UPMC doctor becomes 1st in United States to try new lymphedema treatment approach

PITTSBURGH — It’s estimated that 10 million people in the U.S. suffer from lymphedema. The painful build-up of fluid has several causes, but fewer solutions. Katherine Amenta sat down exclusively with the UPMC doctor who became the first in the country to try a new approach.

“I don’t think I ever really thought about, ‘I can’t do it’,” said Cathy Niebel. “I just have to figure out, ‘how can I do it?’’”

For Niebel, filling a room with music wasn’t always so easy.

“There’s many lessons that I had to learn growing up,” said Niebel. “How to overcome things that other kids didn’t have to overcome.”

Those life lessons started in 1977 when she was just 7 years old. Niebel broke her arm and the trip to the ER changed her life. Doctors diagnosed her with a rare cancer in her left arm, Ewing sarcoma. She was cured, but it also left her with a life-long condition: lymphedema.

“When I was 10, I remember seeing swelling in my arm,” said Niebel.

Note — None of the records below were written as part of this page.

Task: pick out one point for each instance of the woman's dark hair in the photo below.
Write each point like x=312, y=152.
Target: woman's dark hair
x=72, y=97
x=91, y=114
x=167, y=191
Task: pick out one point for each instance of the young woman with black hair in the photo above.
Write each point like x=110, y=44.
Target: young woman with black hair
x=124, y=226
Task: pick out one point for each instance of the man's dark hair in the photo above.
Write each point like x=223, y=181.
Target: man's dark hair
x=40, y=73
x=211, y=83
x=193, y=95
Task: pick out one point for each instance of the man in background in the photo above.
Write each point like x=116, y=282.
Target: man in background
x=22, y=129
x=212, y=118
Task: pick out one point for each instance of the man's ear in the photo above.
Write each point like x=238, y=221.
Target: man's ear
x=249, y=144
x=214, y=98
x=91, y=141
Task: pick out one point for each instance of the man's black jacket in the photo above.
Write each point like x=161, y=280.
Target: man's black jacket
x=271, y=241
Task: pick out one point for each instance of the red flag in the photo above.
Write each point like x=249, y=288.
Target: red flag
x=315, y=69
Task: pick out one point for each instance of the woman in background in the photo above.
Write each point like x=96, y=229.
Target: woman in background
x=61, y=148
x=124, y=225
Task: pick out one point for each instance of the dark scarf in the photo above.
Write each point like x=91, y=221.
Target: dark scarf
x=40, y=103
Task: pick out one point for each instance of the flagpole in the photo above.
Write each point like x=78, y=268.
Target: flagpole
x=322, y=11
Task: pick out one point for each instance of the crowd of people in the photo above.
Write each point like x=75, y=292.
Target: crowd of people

That swelling was the result of fluid that can build up in our tissue when the lymphatic system is damaged or lymph nodes removed. It can happen after cancer surgeries like Niebel’s or burns or other trauma.

For decades, Neibel tried to balance the infections, stiffness and the toll of the physical appearance. But then, she came to UPMC Magee and found Dr. Atilla Soran, Director of UPMC’s Lymphedema program.

Dr. Soran told me that lymphedema has been, what he calls a “neglected problem”.

“Lymphedema is not very much known in the medical field, unfortunately,” said Dr. Soran.

It’s why his team created the first university-based lymphedema program in Western PA. And what they’re doing, was a game-changer. Dr. Soran took tissue from Neibel’s abdomen and moved it to her arm, helping the area regenerate and finally get the fluid moving again. He says it’s a procedure that not many hospitals are doing.

“It was amazing. It was just it was amazing,” said Niebel. “Brings tears to my eyes just just thinking about wow...it can function it actually function and it looks normal.”

For Dr. Soran, his mission has now turned to preventing lymphedema from ever happening. He’s become the first in the country to try mapping-out the area during breast cancer surgery, to preserve the arm lymphatics, instead of just removing them along with the breast lymphatics. He says in a three year span, 96% of his patients never got arm lymphedema.

“I think that’s wonderful,” said Niebel. “If somebody else doesn’t have to go through this, that’s, that’s amazing.”

A hope that could one day become a reality...

Dr. Soran says this new approach can work for lymphedema in the leg as well, but right now, his team isn’t doing it. However, he’s encouraged by the early data he’s been gathering.